Quantum computation circuits are composed of reversible linear operators. They are also referred to as gates.

$\mathbf{H}$ Gate

Hadamard gate is used to create a uniform superposition from a state $\ket{0}$ or $\ket{1}$.

$$ \mathbf{H}=\frac{1}{\sqrt{2}}\begin{bmatrix} 1 & 1 \\ 1 & -1 \end{bmatrix}$$

$$\mathbf{H}\ket{0} = \frac{1}{\sqrt{2}}\begin{bmatrix} 1 & 1 \\ 1 & -1 \end{bmatrix}\begin{bmatrix} 1 \\ 0 \end{bmatrix} = \frac{1}{\sqrt{2}}\ket{0} + \frac{1}{\sqrt{2}}\ket{1}$$

$$\mathbf{H}\ket{1} = \frac{1}{\sqrt{2}}\begin{bmatrix} 1 & 1 \\ 1 & -1 \end{bmatrix}\begin{bmatrix} 0 \\ 1 \end{bmatrix} = \frac{1}{\sqrt{2}}\ket{0} - \frac{1}{\sqrt{2}}\ket{1}$$

Upon measurement, there is an equal 50% probability of a collapse to $\ket{0}$ or a $\ket{1}$.

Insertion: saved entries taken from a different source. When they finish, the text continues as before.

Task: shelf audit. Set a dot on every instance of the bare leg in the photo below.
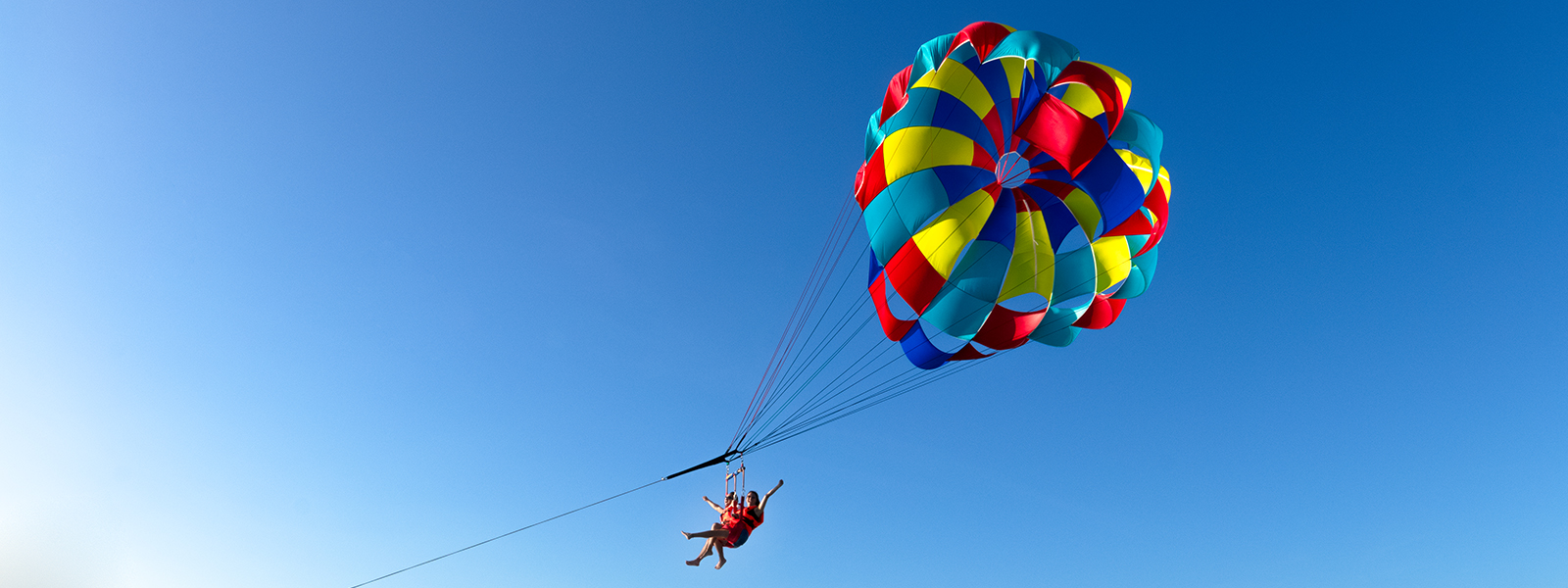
(710, 545)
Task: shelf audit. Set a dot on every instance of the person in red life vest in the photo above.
(734, 527)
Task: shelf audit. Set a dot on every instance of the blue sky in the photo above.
(300, 294)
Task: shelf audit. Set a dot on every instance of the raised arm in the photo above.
(764, 504)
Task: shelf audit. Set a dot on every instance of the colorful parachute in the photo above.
(1008, 195)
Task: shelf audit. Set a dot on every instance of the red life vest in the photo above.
(729, 514)
(749, 517)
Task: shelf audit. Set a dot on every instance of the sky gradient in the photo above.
(300, 294)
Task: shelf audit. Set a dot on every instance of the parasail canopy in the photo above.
(1008, 195)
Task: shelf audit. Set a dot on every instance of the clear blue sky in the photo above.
(297, 294)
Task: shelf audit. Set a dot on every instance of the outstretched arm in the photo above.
(764, 504)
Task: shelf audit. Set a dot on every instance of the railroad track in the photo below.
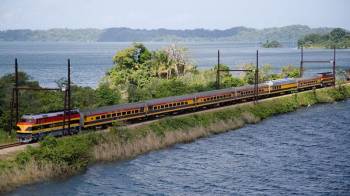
(10, 145)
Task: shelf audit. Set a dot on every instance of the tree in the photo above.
(107, 96)
(290, 71)
(337, 34)
(272, 44)
(132, 57)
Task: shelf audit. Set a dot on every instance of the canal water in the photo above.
(300, 153)
(46, 62)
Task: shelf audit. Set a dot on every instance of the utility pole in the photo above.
(218, 72)
(16, 89)
(334, 65)
(301, 62)
(69, 97)
(257, 77)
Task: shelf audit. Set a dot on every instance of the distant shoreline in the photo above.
(241, 34)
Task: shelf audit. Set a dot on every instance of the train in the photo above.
(34, 127)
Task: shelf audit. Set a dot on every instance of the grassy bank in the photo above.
(64, 157)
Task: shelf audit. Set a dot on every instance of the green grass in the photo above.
(62, 157)
(6, 138)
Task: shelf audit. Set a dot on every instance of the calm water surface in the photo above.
(47, 61)
(301, 153)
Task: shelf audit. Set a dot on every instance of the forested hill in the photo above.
(240, 34)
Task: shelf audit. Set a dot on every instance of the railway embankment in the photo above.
(57, 158)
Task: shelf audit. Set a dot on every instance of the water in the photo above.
(47, 61)
(301, 153)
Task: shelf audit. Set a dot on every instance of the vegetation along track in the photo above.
(10, 145)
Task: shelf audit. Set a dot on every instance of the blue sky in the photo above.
(172, 14)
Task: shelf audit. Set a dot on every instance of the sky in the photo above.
(172, 14)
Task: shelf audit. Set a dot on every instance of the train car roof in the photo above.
(45, 115)
(110, 108)
(281, 81)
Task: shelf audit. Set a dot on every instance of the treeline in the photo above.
(338, 38)
(45, 101)
(138, 74)
(240, 34)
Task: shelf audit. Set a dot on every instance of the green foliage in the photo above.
(290, 71)
(72, 152)
(272, 44)
(107, 96)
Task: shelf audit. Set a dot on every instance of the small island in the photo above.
(338, 38)
(272, 44)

$$\mathbf{H} \times \mathbf{H} = \begin{bmatrix} \frac{1}{\sqrt{2}} & \frac{1}{\sqrt{2}} \\ \frac{1}{\sqrt{2}} & -\frac{1}{\sqrt{2}} \end{bmatrix} \times \begin{bmatrix} \frac{1}{\sqrt{2}} & \frac{1}{\sqrt{2}} \\ \frac{1}{\sqrt{2}} & -\frac{1}{\sqrt{2}} \end{bmatrix} = \begin{bmatrix} 1 & 0 \\ 0 & 1 \end{bmatrix} = I $$

Applying $H$ a second time, without a measurement, will return the qubit to its earlier state due to interference. This results in the randomness disappearing again.

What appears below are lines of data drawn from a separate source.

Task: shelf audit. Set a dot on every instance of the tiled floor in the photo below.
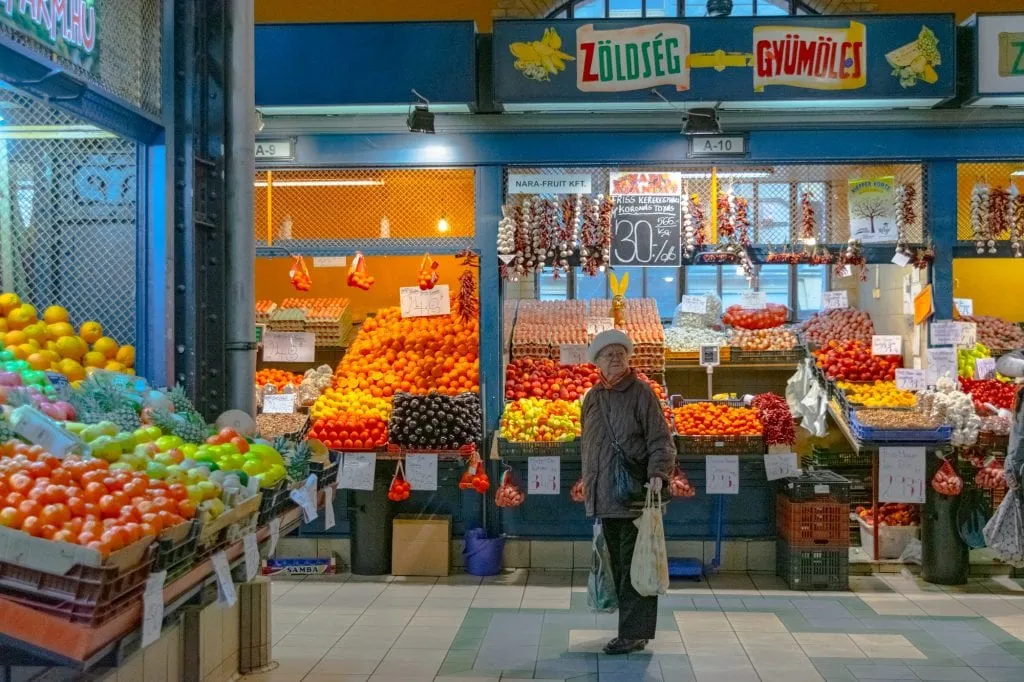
(535, 625)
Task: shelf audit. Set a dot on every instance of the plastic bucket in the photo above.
(482, 554)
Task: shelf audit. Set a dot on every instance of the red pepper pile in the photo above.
(774, 415)
(989, 390)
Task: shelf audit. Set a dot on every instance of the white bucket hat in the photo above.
(609, 337)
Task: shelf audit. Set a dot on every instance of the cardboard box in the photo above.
(421, 545)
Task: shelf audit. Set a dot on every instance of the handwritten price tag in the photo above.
(887, 345)
(695, 304)
(419, 303)
(836, 300)
(901, 475)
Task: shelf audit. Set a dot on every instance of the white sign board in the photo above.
(722, 475)
(887, 345)
(836, 300)
(781, 465)
(536, 183)
(289, 347)
(419, 303)
(544, 475)
(965, 306)
(753, 300)
(901, 474)
(279, 403)
(421, 471)
(695, 304)
(572, 353)
(357, 470)
(910, 380)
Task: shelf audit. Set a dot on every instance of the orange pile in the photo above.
(716, 419)
(392, 354)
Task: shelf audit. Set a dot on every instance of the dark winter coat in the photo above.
(639, 425)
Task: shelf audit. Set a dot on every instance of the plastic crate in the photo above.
(813, 524)
(813, 568)
(817, 485)
(88, 595)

The strength of quantum computers is that they are able to take algorithmic advantage of superposition. This is called

quantum parallelism

...quantum parallelism allows quantum computers to evaluate a function $f(x)$ for many different values of x simultaneously.

- Nielsen and Chuang

Deutsch's problem - given an unknown function

$f : \{0,1\} \rightarrow \{0,1\}$

determine if the function is constant or balanced

  • $f_0$ is constant
  • $f_1$ is constant
  • $f_2$ is balanced
  • $f_3$ is balanced
  • $f_0(0) = f_0(1) = 0$
  • $f_1(0) = f_1(1) = 1$
  • $f_2(0) = 0 \;\;\; f_2(1) = 1$
  • $f_3(0) = 1 \;\;\; f_3(1) = 0$

Classically, two function evaluations are needed.

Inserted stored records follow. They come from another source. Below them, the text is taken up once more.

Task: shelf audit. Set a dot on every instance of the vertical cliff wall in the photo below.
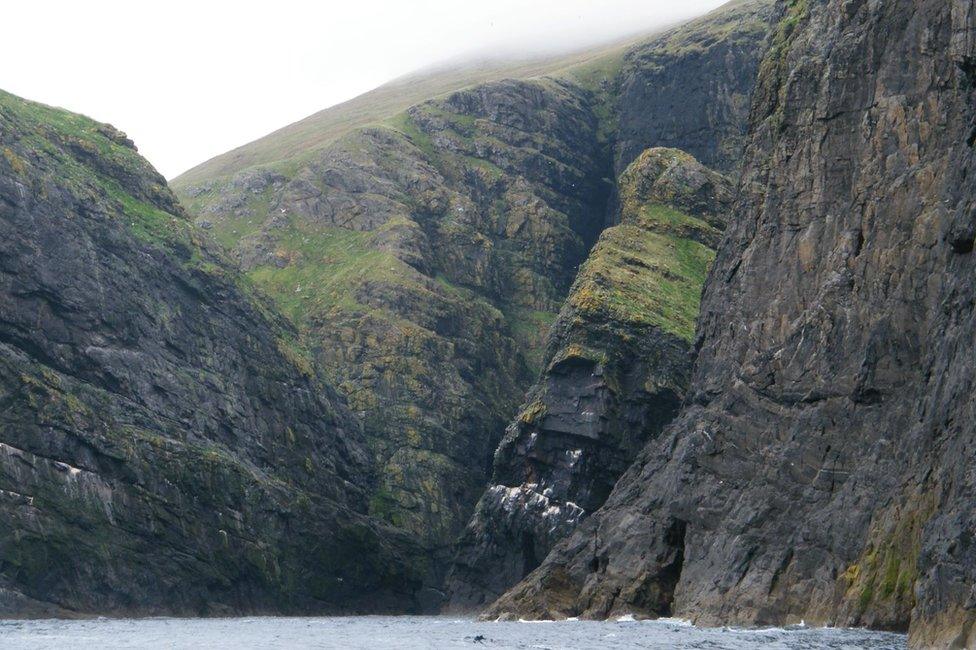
(166, 446)
(822, 467)
(616, 369)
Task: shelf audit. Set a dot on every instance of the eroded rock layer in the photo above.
(822, 467)
(616, 368)
(425, 258)
(165, 445)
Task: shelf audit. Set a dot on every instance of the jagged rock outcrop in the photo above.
(165, 445)
(690, 87)
(616, 369)
(425, 258)
(822, 468)
(422, 260)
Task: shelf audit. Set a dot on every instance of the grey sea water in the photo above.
(421, 632)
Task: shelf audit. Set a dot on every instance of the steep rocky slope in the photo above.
(822, 468)
(615, 371)
(690, 87)
(424, 258)
(166, 446)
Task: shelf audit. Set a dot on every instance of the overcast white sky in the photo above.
(190, 79)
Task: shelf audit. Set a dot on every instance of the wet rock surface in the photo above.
(616, 368)
(425, 259)
(165, 447)
(821, 467)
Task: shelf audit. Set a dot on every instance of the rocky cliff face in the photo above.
(690, 87)
(424, 259)
(616, 368)
(165, 444)
(821, 469)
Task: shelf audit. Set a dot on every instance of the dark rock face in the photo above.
(165, 447)
(616, 368)
(425, 259)
(690, 87)
(822, 469)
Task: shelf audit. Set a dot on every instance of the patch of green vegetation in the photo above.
(530, 327)
(646, 277)
(149, 223)
(666, 219)
(405, 125)
(884, 576)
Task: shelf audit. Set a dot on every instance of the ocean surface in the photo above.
(410, 632)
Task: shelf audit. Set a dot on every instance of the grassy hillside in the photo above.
(423, 247)
(375, 106)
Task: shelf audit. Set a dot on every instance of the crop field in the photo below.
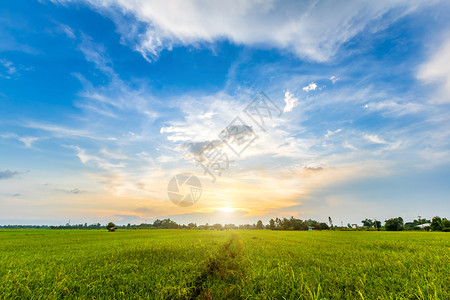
(240, 264)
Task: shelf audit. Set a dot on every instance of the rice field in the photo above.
(240, 264)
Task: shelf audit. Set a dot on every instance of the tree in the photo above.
(272, 224)
(323, 226)
(259, 225)
(111, 226)
(367, 223)
(377, 224)
(394, 224)
(436, 224)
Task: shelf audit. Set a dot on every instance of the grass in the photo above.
(242, 264)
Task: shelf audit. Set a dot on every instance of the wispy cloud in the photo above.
(28, 140)
(374, 139)
(436, 71)
(310, 87)
(290, 101)
(8, 174)
(310, 29)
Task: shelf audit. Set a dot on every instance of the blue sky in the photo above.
(103, 102)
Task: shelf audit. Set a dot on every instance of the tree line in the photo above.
(393, 224)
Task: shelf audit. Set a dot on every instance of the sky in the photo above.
(311, 109)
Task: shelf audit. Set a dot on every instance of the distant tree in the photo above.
(217, 226)
(377, 224)
(367, 223)
(259, 225)
(436, 224)
(272, 224)
(323, 226)
(394, 224)
(111, 226)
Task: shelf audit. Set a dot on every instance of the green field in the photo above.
(241, 264)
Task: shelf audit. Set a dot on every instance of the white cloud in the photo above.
(391, 107)
(374, 139)
(330, 133)
(28, 140)
(311, 29)
(334, 79)
(437, 71)
(310, 87)
(290, 100)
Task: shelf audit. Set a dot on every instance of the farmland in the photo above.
(240, 264)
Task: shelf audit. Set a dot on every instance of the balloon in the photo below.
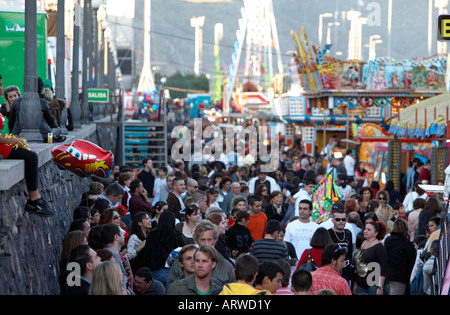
(84, 158)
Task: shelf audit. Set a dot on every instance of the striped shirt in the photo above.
(268, 250)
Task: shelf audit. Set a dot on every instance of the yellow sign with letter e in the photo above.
(443, 28)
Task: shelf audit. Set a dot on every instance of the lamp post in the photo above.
(75, 108)
(95, 51)
(373, 40)
(197, 23)
(329, 31)
(321, 16)
(85, 70)
(30, 108)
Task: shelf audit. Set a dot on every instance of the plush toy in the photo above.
(84, 158)
(325, 194)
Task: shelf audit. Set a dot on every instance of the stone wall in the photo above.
(30, 246)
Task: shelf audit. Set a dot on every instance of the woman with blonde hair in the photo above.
(107, 280)
(384, 214)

After the first execution, we still cannot say if the function is balanced or constant.

On a quantum computer, thanks to interference, the answer can be obtained in just one call.

The linear algebra for the circuit produces (for the measured qubit)

$$\ket{\psi} = \begin{cases} \; \ket{0} \;\;\;\; \text{when f(0) = f(1)} \\ \; \ket{1} \;\;\;\; \text{when f(0)} \neq \text{f(1)} \\ \end{cases} $$

This solves the problem in a single shot.

Entanglement

$\mathbf{CNOT}$ Gate

Applies the NOT logic on one qubit, based on the state of another qubit. It can create entanglement.

$$ \mathbf{CNOT}=\begin{bmatrix} 1 & 0 & 0 & 0 \\ 0 & 1 & 0 & 0 \\ 0 & 0 & 0 & 1 \\ 0 & 0 & 1 & 0 \end{bmatrix}$$

$\mathbf{CNOT}$ flips the target qubit if the control qubit is in state $\ket{1}$

$$\mathbf{CNOT}(\ket{0}\ket{0}) = \ket{0}\ket{0}$$

$$\mathbf{CNOT}(\ket{0}\ket{1}) = \ket{0}\ket{1}$$

$$\mathbf{CNOT}(\ket{1}\ket{0}) = \ket{1}\ket{1}$$

$$\mathbf{CNOT}(\ket{1}\ket{1}) = \ket{1}\ket{0}$$

But what if the control qubit was in a

superposition?

Then we have an entangled state.

$$\mathbf{CNOT} \biggl(\mathbf{H}\ket{0}\ket{0}\biggr) = \frac{1}{\sqrt{2}}\ket{0}\ket{0} + \frac{1}{\sqrt{2}}\ket{1}\ket{1}$$

Upon measurement of either qubit, there is an equal 50% probability of a state collapse to $\ket{00}$ or $\ket{11}$.

Entangled states

cannot be decomposed

into a tensor product of the individual quantum states.

A single quantum state can span multiple quantum objects which are

spatially separated

Spooky action at a distance

- Albert Einstein

We call this

non-locality

It is based on the Bell's theorem from 1964.

Exploring entanglement in algorithms is a critical factor contributing to computational advantage of quantum computing.